The AUDUSD pair appears to have hit a pause as its price action started consolidating towards the close of last week’s trading activities. Meanwhile, technical indicators suggest that bullish momentum may be growing stronger. Therefore, this sets a bearish tone for this market as we enter a new trading week.
Key Price Levels:
Resistance Levels: 0.6700, 0.6800, and 0.6900
Support Levels: 0.6653, 0.6600, and 0.6550
AUDUSD Eyes Lower Support
AUDUSD’s daily market chart suggests that bears may be preparing to continue pushing prices further downward. It can be observed that price action has fallen below the Bollinger Bands’ MA, indicating that bears may strengthen at this point. This might embolden short traders, leading to more downward corrections.
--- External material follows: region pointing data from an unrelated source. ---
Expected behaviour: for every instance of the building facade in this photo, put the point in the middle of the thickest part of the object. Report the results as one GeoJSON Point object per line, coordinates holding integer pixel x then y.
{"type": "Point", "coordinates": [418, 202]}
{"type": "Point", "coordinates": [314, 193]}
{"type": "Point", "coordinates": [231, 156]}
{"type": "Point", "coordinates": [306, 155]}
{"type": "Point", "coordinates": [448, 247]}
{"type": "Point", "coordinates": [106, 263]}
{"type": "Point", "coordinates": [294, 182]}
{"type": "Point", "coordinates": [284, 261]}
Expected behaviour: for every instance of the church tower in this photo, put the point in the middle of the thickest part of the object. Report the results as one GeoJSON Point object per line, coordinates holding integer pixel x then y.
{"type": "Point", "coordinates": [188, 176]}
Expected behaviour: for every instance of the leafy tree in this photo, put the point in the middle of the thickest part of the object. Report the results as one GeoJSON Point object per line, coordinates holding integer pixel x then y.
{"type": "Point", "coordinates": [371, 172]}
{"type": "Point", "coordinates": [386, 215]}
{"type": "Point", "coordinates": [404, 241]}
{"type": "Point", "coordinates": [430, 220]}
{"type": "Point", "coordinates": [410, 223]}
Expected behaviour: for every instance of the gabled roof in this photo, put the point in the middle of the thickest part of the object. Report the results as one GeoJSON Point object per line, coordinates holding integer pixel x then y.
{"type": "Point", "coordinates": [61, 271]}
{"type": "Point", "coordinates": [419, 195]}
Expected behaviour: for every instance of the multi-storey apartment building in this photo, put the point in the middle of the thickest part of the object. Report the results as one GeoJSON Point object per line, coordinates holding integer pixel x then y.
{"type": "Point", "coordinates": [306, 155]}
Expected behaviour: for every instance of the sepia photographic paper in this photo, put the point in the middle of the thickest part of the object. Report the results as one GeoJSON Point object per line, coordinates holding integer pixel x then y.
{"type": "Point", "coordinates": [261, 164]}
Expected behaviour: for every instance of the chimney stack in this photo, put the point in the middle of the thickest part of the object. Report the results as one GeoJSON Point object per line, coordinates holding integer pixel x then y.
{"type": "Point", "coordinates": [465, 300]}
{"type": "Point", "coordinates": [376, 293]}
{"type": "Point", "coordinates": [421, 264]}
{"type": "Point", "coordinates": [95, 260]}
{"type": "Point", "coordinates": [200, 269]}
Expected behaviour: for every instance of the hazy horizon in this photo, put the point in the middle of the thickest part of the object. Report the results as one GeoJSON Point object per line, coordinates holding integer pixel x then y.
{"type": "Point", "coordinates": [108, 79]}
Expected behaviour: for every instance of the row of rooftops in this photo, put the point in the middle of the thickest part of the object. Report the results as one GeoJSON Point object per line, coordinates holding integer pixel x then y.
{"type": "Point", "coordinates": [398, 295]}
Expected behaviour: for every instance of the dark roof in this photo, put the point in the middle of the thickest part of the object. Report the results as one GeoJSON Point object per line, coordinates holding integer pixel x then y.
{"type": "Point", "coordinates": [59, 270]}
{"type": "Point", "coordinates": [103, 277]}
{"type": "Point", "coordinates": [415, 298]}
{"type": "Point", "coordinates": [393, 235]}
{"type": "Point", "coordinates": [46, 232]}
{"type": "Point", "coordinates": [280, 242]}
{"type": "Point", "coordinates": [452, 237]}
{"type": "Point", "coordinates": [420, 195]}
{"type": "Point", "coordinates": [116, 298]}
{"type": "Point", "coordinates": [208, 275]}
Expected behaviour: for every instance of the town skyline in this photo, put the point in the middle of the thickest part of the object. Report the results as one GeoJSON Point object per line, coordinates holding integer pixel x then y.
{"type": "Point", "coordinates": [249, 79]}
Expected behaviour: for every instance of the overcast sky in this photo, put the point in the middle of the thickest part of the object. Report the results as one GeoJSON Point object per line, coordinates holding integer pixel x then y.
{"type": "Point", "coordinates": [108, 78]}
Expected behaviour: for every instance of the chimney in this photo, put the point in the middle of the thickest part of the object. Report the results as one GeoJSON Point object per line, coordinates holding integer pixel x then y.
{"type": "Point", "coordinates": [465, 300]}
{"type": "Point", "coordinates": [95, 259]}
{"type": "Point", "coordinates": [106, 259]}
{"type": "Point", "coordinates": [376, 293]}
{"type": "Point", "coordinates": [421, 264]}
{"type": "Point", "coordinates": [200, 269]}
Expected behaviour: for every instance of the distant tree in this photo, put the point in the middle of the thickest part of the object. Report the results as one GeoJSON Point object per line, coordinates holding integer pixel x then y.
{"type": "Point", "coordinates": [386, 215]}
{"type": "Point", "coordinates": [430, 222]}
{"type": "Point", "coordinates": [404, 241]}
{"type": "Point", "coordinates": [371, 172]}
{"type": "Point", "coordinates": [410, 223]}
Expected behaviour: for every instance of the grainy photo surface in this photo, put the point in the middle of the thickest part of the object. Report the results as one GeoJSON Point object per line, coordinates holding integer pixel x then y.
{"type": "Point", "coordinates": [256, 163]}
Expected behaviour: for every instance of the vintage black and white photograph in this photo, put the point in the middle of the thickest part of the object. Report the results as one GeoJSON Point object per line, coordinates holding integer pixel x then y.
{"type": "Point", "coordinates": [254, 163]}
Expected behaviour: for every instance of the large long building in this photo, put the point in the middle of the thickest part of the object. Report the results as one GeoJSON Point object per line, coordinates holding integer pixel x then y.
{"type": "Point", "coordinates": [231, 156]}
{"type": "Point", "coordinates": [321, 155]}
Additionally, the applied Moving Average Convergence Divergence (MACD) indicator lines have maintained a downward path following the recent crossover. The bars of this indicator are still solid red, signifying that bears are displaying strength. Nevertheless, the last session appears to be experiencing some resistance on its downward track.
AUDUSD Bulls Are Trying to Mount Pressure
In the AUDUSD 4-hour market, there’s a sense that buyers are making modest efforts. Despite a minor downward correction, the last bearish price candle is forming above the previous green one. However, the MACD indicator lines have displayed an upside crossover from below the equilibrium level.
It’s essential to note that price activities are still below the Bollinger Bands MA line. Consequently, this tentatively maintains that bears may still be in charge of price movements. Therefore, traders may want to anticipate a continued downward correction towards 0.6520 ahead of any market-influencing fundamentals.